Bring the new controllers down [make sure it not part of cluster yet]

Boot it up and make sure you can access controller through console cable.

Where it asks to press ctrl+c to stop boot process , press ctrl+c

Look for boot options and select option 4 to wipe configuration.

Do that on both nodes and then reconfigure the controller from scratch.

rustic tendon
#

Here’s my process
Get to loader prompt
set-defaults
saveenv
ifconfig e0M -addr=x.x.x.x -gw=255.255.255.0 -gw=x.x.xy
(Must define gw otherwise you hit a bug later)
netboot http://x.x.x.z/9318P1.tgz
Choose option 7 at boot menu
Say no to recover from backup
Say yes to use in next boot
Wait for both nodes to return to boot menu. Follow the other directions for a 9a/9b

#

And everything I do is via the serial console (not sp but it could be though if it’s setup)

knotty totem
#

cant do it from serial console, its dark site and PITA to enter

#

but we have sp set up

rustic tendon
#

The sp will work as long as you have access via ssh
ssh admin@sp
system console
(Take note of the escape sequence indicated to return to sp if desired!)

knotty totem
#

yeah thanks, access via ssh was available all along

rustic tendon
#

That process above will default the system. Make sure, no MAKE SURE ONTAP is cleanly shut down! If there is anything in nvram you will have problems!

knotty totem
#

will check from support and follow up. we will shut it down cleanly

rustic tendon
#

Good luck

knotty totem
#

thanks!

knotty totem
# rustic tendon Good luck

I've checked and we have 9.13.1.p9 there patched so I think we can skip netboot. gw defined on sp and e0m already

#

9.13.1p9 is ok for us

rustic tendon
#

Like I said, I do it to fully wipe the boot flash.
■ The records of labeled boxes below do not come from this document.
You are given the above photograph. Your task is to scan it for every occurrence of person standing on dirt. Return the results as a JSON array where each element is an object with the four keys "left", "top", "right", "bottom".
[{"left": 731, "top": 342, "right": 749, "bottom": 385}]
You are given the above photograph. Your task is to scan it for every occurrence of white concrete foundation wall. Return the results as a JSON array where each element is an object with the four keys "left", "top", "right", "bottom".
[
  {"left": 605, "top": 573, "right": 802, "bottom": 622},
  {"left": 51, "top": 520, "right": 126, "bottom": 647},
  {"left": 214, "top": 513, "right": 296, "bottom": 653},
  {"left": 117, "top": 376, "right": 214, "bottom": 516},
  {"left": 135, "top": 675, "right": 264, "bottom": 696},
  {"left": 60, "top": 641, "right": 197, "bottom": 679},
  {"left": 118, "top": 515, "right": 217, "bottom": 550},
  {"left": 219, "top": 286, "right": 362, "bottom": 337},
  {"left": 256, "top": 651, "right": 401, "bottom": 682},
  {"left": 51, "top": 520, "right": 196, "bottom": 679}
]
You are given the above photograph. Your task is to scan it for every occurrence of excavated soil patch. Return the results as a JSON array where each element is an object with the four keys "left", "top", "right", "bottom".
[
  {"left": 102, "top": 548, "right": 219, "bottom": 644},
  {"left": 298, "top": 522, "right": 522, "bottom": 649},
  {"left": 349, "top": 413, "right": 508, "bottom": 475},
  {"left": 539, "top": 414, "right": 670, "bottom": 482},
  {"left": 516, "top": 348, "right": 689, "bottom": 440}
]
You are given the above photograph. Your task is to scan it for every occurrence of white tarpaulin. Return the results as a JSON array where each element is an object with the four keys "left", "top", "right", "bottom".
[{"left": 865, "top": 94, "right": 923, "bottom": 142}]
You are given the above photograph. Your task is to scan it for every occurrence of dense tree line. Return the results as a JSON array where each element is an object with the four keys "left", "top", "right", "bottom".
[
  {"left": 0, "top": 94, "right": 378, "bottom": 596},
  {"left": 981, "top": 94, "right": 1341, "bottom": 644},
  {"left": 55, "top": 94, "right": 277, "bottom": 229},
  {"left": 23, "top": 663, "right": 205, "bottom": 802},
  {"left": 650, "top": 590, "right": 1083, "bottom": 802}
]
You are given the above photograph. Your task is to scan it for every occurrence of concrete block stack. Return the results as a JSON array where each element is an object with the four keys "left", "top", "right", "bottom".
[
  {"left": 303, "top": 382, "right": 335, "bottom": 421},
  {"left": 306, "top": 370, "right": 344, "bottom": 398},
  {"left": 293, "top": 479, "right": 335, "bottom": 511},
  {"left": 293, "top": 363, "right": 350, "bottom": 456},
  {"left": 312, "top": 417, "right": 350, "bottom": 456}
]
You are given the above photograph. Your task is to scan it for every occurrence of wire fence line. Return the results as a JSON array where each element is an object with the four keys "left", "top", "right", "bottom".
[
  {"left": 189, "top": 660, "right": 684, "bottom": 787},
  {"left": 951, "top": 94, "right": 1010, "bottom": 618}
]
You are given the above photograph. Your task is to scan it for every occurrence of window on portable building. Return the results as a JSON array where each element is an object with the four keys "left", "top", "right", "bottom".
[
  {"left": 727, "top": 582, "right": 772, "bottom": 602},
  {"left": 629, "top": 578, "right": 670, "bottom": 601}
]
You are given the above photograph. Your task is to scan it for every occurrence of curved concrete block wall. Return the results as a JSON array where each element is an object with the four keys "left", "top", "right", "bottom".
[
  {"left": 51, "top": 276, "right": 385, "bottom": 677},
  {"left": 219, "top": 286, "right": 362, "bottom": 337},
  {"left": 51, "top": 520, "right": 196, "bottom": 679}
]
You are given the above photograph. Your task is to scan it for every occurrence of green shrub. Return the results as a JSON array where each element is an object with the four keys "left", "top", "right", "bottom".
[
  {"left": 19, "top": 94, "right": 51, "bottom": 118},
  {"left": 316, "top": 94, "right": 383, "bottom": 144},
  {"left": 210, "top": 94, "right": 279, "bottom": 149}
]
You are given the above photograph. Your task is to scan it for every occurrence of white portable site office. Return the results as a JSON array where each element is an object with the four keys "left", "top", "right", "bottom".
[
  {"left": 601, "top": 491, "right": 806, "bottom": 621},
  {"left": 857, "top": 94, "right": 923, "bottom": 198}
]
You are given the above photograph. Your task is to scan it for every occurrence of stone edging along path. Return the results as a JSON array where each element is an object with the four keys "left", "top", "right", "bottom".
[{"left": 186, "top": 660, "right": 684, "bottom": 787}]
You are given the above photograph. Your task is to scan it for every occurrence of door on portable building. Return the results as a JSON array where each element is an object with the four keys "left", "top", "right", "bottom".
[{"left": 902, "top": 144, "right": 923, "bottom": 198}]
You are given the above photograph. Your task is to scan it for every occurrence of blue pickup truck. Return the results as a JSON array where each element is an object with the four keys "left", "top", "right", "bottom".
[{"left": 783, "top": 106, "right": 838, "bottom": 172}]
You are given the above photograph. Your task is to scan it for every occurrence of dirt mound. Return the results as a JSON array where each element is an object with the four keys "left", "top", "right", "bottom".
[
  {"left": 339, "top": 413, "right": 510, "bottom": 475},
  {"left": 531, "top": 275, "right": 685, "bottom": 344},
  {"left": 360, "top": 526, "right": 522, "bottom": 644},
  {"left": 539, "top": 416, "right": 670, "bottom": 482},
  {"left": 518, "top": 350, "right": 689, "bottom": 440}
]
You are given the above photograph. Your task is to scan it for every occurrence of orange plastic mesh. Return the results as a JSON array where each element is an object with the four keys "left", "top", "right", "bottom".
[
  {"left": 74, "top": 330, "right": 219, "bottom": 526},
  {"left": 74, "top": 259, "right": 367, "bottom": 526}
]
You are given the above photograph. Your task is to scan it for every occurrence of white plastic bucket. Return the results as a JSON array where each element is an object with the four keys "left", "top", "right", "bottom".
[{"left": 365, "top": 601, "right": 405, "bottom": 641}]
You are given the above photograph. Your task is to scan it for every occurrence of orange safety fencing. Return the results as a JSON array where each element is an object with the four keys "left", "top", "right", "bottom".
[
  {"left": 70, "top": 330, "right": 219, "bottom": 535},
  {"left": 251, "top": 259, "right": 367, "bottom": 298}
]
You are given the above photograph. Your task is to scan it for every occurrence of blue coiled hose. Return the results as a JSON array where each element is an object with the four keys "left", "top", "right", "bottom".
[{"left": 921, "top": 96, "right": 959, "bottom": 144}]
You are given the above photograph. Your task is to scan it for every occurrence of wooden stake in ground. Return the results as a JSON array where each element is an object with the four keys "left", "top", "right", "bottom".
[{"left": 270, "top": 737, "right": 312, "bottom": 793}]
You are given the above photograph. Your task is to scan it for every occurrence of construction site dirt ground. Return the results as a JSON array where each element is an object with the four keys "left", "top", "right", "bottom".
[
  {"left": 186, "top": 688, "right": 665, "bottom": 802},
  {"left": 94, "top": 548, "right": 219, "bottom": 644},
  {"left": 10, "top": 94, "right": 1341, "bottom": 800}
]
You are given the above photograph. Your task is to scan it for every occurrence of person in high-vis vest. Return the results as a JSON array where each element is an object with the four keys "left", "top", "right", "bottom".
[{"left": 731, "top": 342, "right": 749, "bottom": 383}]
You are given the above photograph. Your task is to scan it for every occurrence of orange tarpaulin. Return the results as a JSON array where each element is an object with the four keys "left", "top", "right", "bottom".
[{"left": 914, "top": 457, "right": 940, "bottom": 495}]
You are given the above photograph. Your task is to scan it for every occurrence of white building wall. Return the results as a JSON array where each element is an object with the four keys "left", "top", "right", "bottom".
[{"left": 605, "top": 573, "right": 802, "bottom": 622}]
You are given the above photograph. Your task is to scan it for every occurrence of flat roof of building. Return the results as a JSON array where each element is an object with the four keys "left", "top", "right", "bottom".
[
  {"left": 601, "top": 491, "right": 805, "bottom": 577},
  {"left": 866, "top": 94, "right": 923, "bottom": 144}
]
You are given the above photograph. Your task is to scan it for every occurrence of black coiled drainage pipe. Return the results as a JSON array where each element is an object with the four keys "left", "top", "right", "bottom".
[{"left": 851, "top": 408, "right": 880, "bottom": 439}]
Fully clean install. The process will reformat the boot flash and install whatever version as image1 and image2 along with making sure nothing else on the boot flash that shouldn’t be there

knotty totem
#

OK

rustic tendon
#

Takes like maybe 10 minutes. From my Mac book I do two systems at the same time in about 5 minutes

knotty totem
#

tommorow we will try to 9a/9b it etc. but I'm thinking if this aggr config will be good. system is for some archivizing data, cifs and nfs and servers will send data for them. capacity is what we need

knotty totem
#

just to update you guys - everything went perfectly. 9a/9b fixed issue. now aggr0 is splitted evenly on 5 disks in both nodes. even better we've got more than 880 TiB! with auto creation of local tier. before it was 795 TiB. I wonder what happened at factory - option 9b on one node and 9c on second? We will never know! thanks for all suggesstions guys!

rustic tendon
#

Check your aggregates (aggr show) and look at your roots. There is/was a bug when one aggr is DP and the other is tec if the drives are 10t or larger

knotty totem
#

Aggregate aggr0_cluster_01 (online, raid_dp, fast zeroed) (block checksums)
Aggregate aggr0_cluster_02 (online, raid_dp, fast zeroed) (block checksums)

vivid flint
#

Update to 9.14.1. Gives you another 5% per SATA-aggr because of reduced WAFL reserve. 🤙

knotty totem
vivid flint
#

Simply update and boom, more space (aggr needs to be bigger than 30TB).